First we add a new dataset and note the given id - it will be used later:

In [13]:

!ssh -p {TMNAV_PORT} {TMNAV_SERVER} 'cd {TMNAV_PATH} && ./db_manage.py add_dataset'

Added Dataset #1

And now load the data from CSV files (note the dataset-id, it is the number which was given by the previous command):

In [15]:

!ssh -p {TMNAV_PORT} {TMNAV_SERVER} 'cd {TMNAV_PATH} && yes | ./db_manage.py load_dataset --dataset-id 1 --title "Simplest MMRO dataset" -dir data_mmro'

Found files "document_terms.csv", "documents.csv", "modalities.csv", "terms.csv".
Not found files "document_contents.csv".
Will try to continue with the files present.
Proceeding will overwrite the corresponding data in the database.
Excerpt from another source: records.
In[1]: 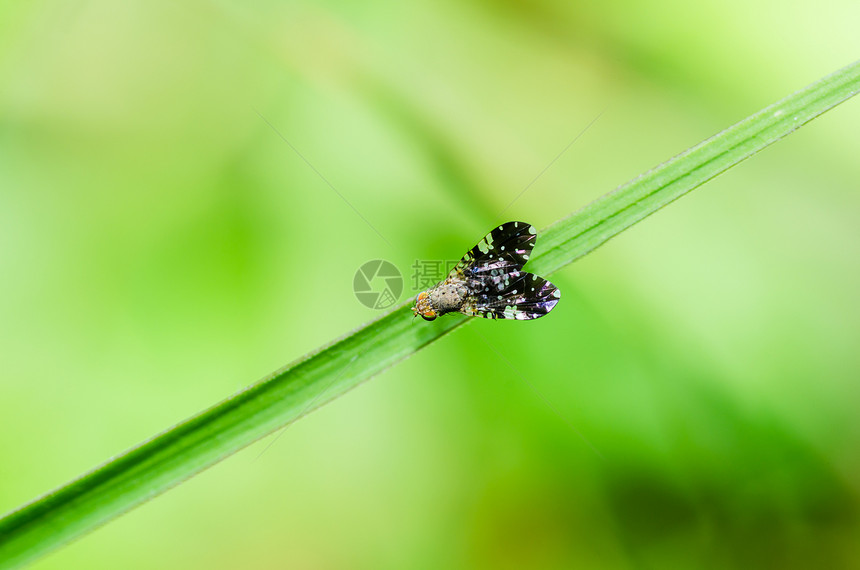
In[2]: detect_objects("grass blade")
[0,62,860,567]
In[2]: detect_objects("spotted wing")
[460,271,561,321]
[451,222,537,279]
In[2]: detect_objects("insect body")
[412,222,561,321]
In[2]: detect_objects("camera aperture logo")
[352,259,403,309]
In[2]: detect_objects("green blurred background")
[0,0,860,569]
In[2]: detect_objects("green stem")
[0,58,860,568]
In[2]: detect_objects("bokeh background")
[0,0,860,570]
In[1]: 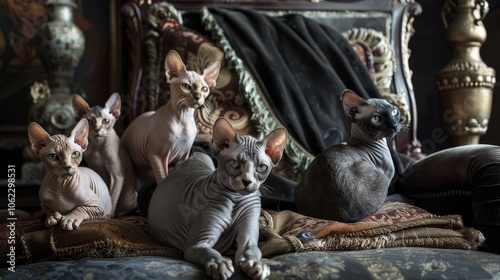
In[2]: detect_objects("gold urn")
[435,0,496,146]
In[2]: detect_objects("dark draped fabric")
[209,8,381,155]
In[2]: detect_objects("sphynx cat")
[121,50,220,185]
[28,119,111,231]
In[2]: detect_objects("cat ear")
[104,92,122,119]
[72,94,90,119]
[165,50,186,83]
[70,118,89,150]
[28,122,50,155]
[262,128,287,166]
[212,118,238,155]
[342,89,365,121]
[203,61,220,88]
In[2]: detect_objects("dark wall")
[410,0,500,154]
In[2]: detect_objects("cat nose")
[241,180,252,187]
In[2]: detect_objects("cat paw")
[205,258,234,280]
[239,258,271,280]
[61,217,83,231]
[45,212,62,227]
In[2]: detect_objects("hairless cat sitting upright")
[148,118,287,279]
[295,90,404,222]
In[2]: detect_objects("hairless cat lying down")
[148,118,287,279]
[28,119,111,230]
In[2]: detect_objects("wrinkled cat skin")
[28,119,111,230]
[295,90,402,222]
[73,93,137,215]
[148,118,287,279]
[122,51,220,185]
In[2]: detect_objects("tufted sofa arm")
[395,145,500,252]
Continue? [Y/n]: Deleting data
Deleting data
Deleting data
Deleting data
Deleting data
Loading data
Loading data
Loading data
Loading data
Loading data

You can check that the dataset was loaded to the DB using the describe command:

In [16]:

!ssh -p {TMNAV_PORT} {TMNAV_SERVER} 'cd {TMNAV_PATH} && ./db_manage.py describe'

- Dataset #1: Simplest MMRO dataset, 0 models
  Documents: 1061
  Terms: 7805 words with 314081 occurrences

Or just go to the front page at http://localhost:5000 - the last dataset there should be your newly added one.

Build a topic model¶

Next we build a simple ARTM model of this collection using BigARTM. Of course, you can use other tools for this, if you want.

In [17]:

import artm

In [18]:

batch_vectorizer = artm.BatchVectorizer(data_path='', data_format='bow_uci', collection_name='mmro', target_folder='.')

In [19]:

model_artm = artm.ARTM(num_topics=15,
                      scores=[artm.PerplexityScore(name='PerplexityScore',
                                                   use_unigram_document_model=False,
                                                   dictionary_name='dictionary')],
                      regularizers=[artm.SmoothSparseThetaRegularizer(name='SparseTheta', tau=-0.15)])

In [20]:

model_artm.load_dictionary(dictionary_name='dictionary', dictionary_path='dictionary')
model_artm.initialize(dictionary_name='dictionary')

In [21]:

model_artm.fit_offline(batch_vectorizer=batch_vectorizer, num_collection_passes=15, num_document_passes=1)

In the simplest possible case, the model is completely described by its matrices $\Phi$ and $\Theta$:

In [22]:

phi = model_artm.get_phi()
theta = model_artm.fit_transform()

Some other required probabilities are naively computed below. You can use another ways to calculate them.

In [23]:

pwt = phi.as_matrix()
ptd = theta.as_matrix()
pd = 1.0 / theta.shape[1]
pt = (ptd * pd).sum(1)
pw = (pwt * pt).sum(1)
ptw = pwt * pt / pw[:, np.newaxis]
pdt = ptd * pd / pt[:, np.newaxis]

Load the model to tm-navigator¶

After the model is built, it has to be converted to CSV files, like the dataset was. The minimal required set of files is the following:

In [24]:

# the model topics
with CsvWriter(open('topics.csv', 'w')) as out:
    out << [dict(id=0,
                 level=0,
                 id_in_level=0,
                 is_background=False,
                 probability=1)]  # the single zero-level topic with id=0 is required
    out << (dict(id=1 + t,  # any unique ids
                 level=1,  # for a flat non-hierarchical model just leave 1 here
                 id_in_level=t,
                 is_background=False,  # if you have background topics, they should have True here
                 probability=p)
            for t, p in enumerate(pt))

In [25]:

# probabilities of terms in topics
with CsvWriter(open('topic_terms.csv', 'w')) as out:
    out << (dict(topic_id=1 + t,  # same ids as above
                 modality_id=1,
                 term_id=w,
                 prob_wt=pwt[w, t],
                 prob_tw=ptw[w, t])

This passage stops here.